Yes, Shelter Islanders, in 2016 you get to be your own Santa Clauses, having expressed your concerns about water quality to the Town Board and how you want your tax money spent.
The town will pay an anticipated $37,600 for testing, but will dig deeper to come up with another $5,800 since learning that a 20 percent discount for testing won’t be applied to the first year of a three-year testing program.
That’s the word the Water Advisory Committee got Monday night from Supervisor Jim Dougherty. Mr. Dougherty said the Town Board is prepared to spend a total of $43,320 to test water quantity, as well as testing the quality of the Island’s water, including chemical content and saltwater intrusion into wells.
The 20 percent discount is expected to be applied during the second and third years of quality testing, acting WAC Chairman Ken Pysher said.
The WAC will set up a meeting, likely in January, with representatives of the United States Geological Survey to work out final plans for just what chemicals will be tested. Also on the agenda will be whether existing test wells will be used for both quantity and quality testing or additional wells will be included, Mr. Pysher said.
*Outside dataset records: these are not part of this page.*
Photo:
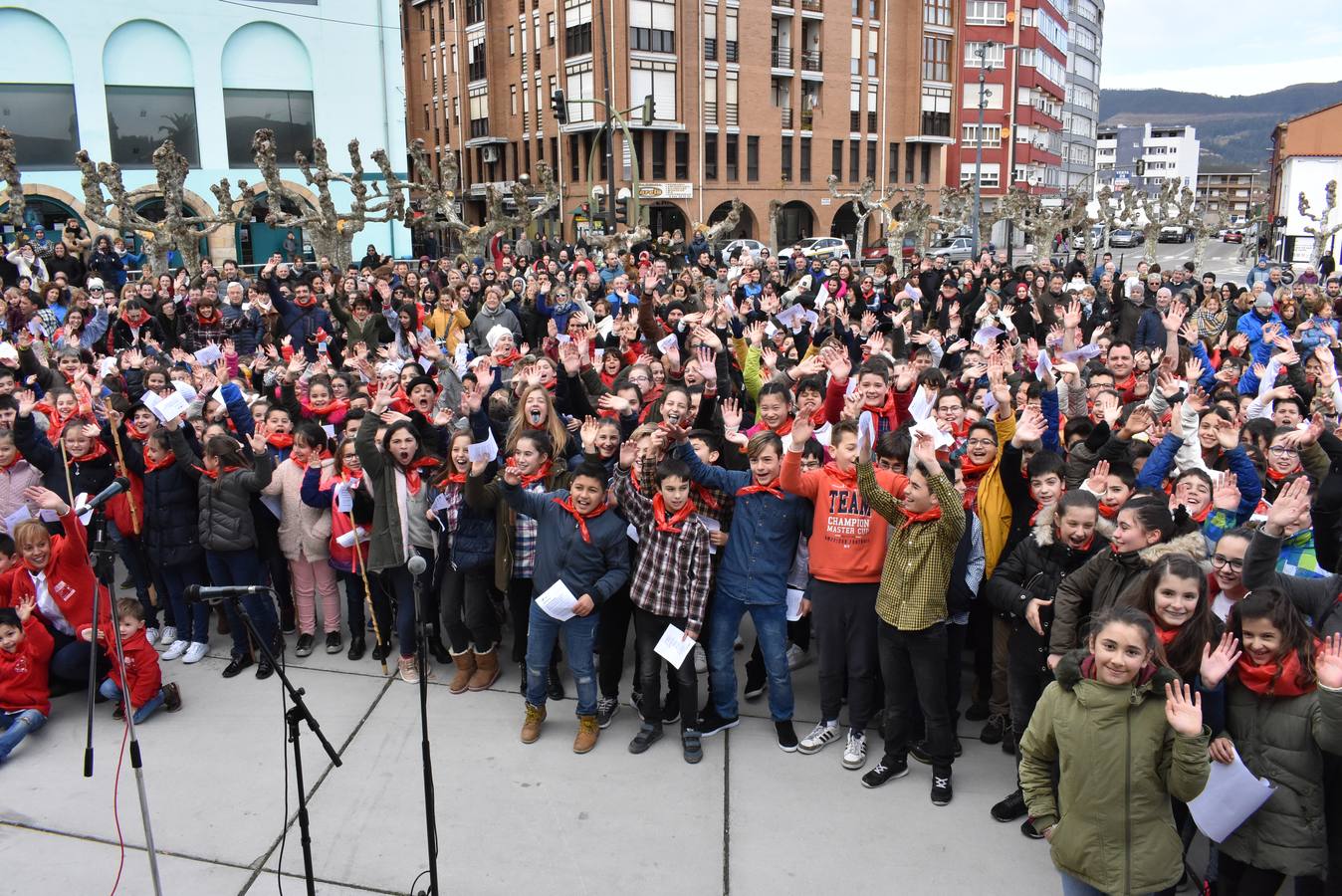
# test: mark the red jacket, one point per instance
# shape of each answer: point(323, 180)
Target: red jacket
point(23, 674)
point(141, 665)
point(70, 579)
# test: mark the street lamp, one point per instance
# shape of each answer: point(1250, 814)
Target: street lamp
point(984, 68)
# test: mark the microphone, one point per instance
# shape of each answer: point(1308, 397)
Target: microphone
point(116, 486)
point(207, 594)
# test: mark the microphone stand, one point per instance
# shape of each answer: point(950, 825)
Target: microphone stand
point(105, 568)
point(296, 714)
point(416, 566)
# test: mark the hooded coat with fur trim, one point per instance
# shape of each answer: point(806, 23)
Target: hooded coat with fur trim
point(1106, 579)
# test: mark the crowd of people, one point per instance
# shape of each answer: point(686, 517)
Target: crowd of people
point(1107, 497)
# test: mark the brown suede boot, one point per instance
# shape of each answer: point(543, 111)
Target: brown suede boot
point(588, 731)
point(486, 671)
point(532, 726)
point(465, 669)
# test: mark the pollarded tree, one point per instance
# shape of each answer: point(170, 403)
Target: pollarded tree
point(109, 204)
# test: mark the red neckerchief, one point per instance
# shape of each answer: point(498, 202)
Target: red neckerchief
point(670, 524)
point(1276, 679)
point(760, 489)
point(412, 476)
point(531, 479)
point(158, 464)
point(845, 479)
point(566, 503)
point(926, 517)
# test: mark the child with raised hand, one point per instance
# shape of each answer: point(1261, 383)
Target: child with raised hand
point(24, 653)
point(1126, 734)
point(1283, 710)
point(142, 683)
point(671, 583)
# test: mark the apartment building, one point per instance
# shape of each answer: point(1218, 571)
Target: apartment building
point(1146, 155)
point(1080, 109)
point(1013, 70)
point(757, 100)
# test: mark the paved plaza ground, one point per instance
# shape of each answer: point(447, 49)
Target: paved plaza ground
point(749, 819)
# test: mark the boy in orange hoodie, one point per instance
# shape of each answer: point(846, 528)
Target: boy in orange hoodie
point(847, 551)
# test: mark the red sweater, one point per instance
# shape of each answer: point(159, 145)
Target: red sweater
point(142, 668)
point(70, 579)
point(23, 674)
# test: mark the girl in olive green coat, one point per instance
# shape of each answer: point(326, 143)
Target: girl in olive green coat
point(1126, 737)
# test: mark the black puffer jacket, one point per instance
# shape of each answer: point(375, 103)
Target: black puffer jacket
point(1034, 567)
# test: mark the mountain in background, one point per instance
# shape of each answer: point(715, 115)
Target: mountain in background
point(1234, 131)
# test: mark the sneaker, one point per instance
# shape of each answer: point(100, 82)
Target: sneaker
point(235, 665)
point(712, 723)
point(647, 735)
point(940, 786)
point(996, 729)
point(883, 773)
point(855, 754)
point(797, 657)
point(820, 737)
point(691, 746)
point(605, 710)
point(174, 651)
point(1009, 809)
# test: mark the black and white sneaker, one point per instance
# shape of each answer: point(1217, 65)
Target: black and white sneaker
point(940, 786)
point(820, 737)
point(883, 773)
point(605, 710)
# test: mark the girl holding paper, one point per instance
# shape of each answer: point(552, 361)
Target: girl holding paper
point(1283, 709)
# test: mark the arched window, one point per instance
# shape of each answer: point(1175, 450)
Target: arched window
point(146, 68)
point(38, 101)
point(267, 81)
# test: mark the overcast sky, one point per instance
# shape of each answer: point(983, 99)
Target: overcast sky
point(1221, 47)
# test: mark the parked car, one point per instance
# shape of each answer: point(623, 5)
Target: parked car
point(753, 247)
point(953, 248)
point(821, 247)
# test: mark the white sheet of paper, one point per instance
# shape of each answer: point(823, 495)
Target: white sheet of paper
point(208, 354)
point(558, 601)
point(170, 406)
point(486, 451)
point(1230, 795)
point(674, 645)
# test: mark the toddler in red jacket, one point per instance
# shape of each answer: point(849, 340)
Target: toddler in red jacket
point(24, 655)
point(143, 676)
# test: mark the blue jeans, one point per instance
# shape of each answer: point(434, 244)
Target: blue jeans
point(243, 567)
point(772, 629)
point(192, 620)
point(109, 690)
point(578, 636)
point(15, 727)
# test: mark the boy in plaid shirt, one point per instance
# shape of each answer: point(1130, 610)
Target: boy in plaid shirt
point(671, 582)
He also noted there will be a delay in meeting with Suffolk County Department of Health Services officials in Yaphank to review some definitions affecting water quality. With two new members —Jim Colligan and Mary Dudley — on the Town Board, WAC members want to wait until the board’s organizational meeting in January to determine who will be assigned as a liaison to the committee.
What’s in a name?
“Fragile zone.” It’s a concept that’s been discussed since June when a committee of Town Board members Peter Reich and Chris Lewis and Town Attorney Laury Dowd presented a proposal for new restrictions in some areas that would parallel parts of the New Shore overlay district.
But while the Near Shore overlay district covers about 50 percent of the Island, the proposed fragile zone was intended to cover only about 20 percent — those areas most critically in need of protection of water resources.
It could include Silver Beach, Menantic Peninsula, Tarkettle Peninsula, Shorewood, both Ram Island causeways and Little Ram Island, Ms. Dowd told the Town Board at a June work session.
The goal was to achieve plentiful and fresh water by regulating the size of new house construction or reconstruction of existing houses.
At the time of its introduction, there were serious questions about the proposal. Mr. Dougherty asked how such a zone might affect property rights and suggested a new overlay district could be “confusing to the people we work for.”
The Planning Board had a look at the proposal and suggested it be scrapped. The WAC offered many suggestions to try and simplify the concept.
But by this week, the focus was on the name “fragile zone.” Some don’t like the idea of being identified with fragility, Mr. Pysher said. It needs a new name — perhaps “aquifer challenged,” he suggested.
Who’s in charge?
When John Hallman stepped down as chairman of the WAC last spring, Hoot Sherman reluctantly agreed to serve as interim chair, hoping someone else would step up to the plate. No one did until this fall when Mr. Sherman resigned from the committee and Mr. Pysher reluctantly accepted the acting chairman’s position.
This week, he told his colleagues he will be away for a couple of months beginning in January. No one has agreed to take the job, even as on interim basis, so it could fall to the Town Board to appoint a chairman, Mr. Pysher said.